Al di là del difetto di specificità della censura proposta, si richiede, anche sotto tale profilo, un nuovo esame nel merito della documentazione prodotta, a fronte di una ‘doppia conforme’.
5. -Il ricorso va dunque rigettato.
Le spese del presente giudizio seguono la soccombenza e si liquidano come da dispositivo.

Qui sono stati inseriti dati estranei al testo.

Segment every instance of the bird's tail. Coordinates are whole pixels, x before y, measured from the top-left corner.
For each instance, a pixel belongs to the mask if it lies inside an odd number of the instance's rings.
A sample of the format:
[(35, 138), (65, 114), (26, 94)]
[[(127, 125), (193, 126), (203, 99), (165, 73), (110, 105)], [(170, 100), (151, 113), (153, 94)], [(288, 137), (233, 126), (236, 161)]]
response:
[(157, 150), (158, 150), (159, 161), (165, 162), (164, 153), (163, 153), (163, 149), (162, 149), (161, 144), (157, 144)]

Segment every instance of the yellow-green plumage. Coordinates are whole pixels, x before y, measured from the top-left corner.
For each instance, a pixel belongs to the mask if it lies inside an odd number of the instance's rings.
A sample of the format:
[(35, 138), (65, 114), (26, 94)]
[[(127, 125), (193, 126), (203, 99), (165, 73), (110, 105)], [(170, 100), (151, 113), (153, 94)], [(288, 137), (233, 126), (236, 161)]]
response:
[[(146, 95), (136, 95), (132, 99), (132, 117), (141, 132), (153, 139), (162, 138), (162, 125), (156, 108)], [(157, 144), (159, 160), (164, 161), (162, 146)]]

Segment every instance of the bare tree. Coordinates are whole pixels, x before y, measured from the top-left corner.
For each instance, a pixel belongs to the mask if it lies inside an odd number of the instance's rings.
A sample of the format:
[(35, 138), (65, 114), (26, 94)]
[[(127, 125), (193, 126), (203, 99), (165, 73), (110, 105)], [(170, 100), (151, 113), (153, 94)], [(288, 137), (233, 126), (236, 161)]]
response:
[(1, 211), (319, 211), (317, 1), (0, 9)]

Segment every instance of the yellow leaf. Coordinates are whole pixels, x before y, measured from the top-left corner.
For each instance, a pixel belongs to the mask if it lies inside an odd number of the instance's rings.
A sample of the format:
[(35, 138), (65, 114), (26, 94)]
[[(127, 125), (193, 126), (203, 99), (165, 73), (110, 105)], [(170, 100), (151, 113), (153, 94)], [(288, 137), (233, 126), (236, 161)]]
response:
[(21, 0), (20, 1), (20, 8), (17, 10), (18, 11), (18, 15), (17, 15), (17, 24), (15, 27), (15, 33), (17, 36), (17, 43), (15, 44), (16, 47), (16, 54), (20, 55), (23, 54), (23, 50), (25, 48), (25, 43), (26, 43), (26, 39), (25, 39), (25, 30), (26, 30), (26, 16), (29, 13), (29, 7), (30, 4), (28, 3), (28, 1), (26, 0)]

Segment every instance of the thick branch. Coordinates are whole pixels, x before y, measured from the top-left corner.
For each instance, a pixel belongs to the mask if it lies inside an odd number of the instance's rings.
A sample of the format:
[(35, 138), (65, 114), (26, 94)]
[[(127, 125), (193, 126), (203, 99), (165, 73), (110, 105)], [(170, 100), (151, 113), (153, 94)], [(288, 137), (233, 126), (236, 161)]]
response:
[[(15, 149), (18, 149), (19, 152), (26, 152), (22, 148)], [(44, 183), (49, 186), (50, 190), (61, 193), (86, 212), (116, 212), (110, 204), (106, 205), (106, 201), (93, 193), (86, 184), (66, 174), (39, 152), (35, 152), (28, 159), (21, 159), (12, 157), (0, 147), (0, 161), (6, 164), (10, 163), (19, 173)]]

Ai sensi dell’art. 13, comma 1quater , d.P.R. n. 115 del 2002, sussistono i presupposti processuali per il versamento, da parte del ricorrente, di un ulteriore importo a titolo di contributo unificato pari a quello previsto per il ricorso, a norma dell’art. 13, comma 1bis , del d.P.R. n. 115 del 2002, se dovuto.
P.Q.M.
La Corte rigetta il ricorso e condanna la parte ricorrente al pagamento delle spese del giudizio di legittimità, che liquida in favore del l’Agenzia delle entrate in euro 10.000,00 per compensi, oltre alle spese prenotate a debito.
Ai sensi dell’art. 13, comma 1quater , d.P.R. n. 115 del 2002, sussistono i presupposti processuali per il versamento, da parte del ricorrente, di un ulteriore importo a titolo di contributo unificato pari a quello previsto per il ricorso, a norma dell’art. 13, comma 1bis , del d.P.R. n. 115 del 2002, se dovuto.
Così deciso in Roma, nella camera di consiglio dell’11 aprile 2025.